Many widows and other relatives of recently deceased sponsors of U.S. citizenship applications may not realize that their sponsor’s death can no longer invalidate their applications.
Prior to 2009, longstanding regulations invalidated such applications when the sponsoring citizen-spouse died prior to the beneficiary acquiring permanent residency if the marriage was less than two years old.
But when President Obama signed into law amendments to the Immigration and Nationality Act (the “INA) in the autumn of 2009, the door to citizenship was opened for widows and certain other relatives of deceased sponsors who would otherwise be left in the cold.
A U.S. Citizenship and Immigration Services memo dated Dec. 2, 2009 clearly states that spousal petitions are deemed to be reinstated if the marriage meets the requirements of applicable law.
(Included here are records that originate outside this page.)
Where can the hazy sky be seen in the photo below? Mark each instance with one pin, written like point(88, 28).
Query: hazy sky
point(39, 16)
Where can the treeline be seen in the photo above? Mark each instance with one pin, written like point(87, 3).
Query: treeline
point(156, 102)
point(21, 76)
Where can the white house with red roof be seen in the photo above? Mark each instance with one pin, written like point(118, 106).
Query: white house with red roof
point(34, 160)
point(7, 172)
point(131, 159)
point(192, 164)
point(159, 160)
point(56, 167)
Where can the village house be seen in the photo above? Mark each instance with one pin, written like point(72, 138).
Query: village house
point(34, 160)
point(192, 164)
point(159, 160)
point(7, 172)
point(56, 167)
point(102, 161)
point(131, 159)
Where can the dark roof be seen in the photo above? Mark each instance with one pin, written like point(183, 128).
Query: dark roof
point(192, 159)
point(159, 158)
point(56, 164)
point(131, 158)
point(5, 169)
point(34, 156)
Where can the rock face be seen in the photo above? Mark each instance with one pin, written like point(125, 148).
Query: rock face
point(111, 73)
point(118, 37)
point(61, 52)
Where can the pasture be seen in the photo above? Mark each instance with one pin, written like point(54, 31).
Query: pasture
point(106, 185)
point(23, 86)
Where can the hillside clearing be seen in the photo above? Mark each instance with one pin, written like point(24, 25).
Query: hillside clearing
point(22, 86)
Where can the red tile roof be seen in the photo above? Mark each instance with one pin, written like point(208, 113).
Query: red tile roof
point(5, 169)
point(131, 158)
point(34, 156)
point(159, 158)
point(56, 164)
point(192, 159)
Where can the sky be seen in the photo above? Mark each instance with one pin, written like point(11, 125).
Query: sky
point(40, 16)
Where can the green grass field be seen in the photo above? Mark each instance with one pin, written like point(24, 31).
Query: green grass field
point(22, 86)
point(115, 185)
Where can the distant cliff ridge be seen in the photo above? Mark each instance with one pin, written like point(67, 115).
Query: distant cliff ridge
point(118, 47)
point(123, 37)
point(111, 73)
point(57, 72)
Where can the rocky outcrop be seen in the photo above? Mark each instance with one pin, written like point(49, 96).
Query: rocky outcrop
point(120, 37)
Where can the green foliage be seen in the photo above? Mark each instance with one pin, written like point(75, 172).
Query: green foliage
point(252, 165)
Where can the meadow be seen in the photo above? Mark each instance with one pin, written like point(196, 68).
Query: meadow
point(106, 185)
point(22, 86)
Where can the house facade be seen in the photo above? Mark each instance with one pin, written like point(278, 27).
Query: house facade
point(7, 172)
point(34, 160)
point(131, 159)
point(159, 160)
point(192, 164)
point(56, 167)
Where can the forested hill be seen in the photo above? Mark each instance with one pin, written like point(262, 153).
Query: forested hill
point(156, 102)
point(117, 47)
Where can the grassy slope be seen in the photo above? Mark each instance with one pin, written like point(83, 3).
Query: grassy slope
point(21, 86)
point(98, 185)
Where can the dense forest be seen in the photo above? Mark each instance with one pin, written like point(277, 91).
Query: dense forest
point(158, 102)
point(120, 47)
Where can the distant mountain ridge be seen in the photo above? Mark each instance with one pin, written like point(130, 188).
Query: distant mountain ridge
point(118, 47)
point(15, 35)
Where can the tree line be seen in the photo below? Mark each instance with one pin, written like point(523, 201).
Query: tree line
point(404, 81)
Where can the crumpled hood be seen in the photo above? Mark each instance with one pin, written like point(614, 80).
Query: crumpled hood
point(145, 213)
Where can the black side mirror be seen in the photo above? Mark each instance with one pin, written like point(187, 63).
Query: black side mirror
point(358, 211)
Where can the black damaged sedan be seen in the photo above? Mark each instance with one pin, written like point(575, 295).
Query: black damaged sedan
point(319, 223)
Furthermore, the provisions of the 2009 amendments to the INA suggest that an adjustment and inadmissibility waiver application for a “qualifying relative” may be permitted when the USCIS has denied a petition only due to the death of the original petitioner.
Section 204(l) of the INA confers the benefits of its amendments upon not only widowed spouses, but:
- Unmarried children under the age of 21 years;
- Certain derivative family members of an employee sponsored by an employment-sponsored petition;
- Asylees, refugees and their family members; and
- Certain other holders of non-immigrant status, such as those serving in the military.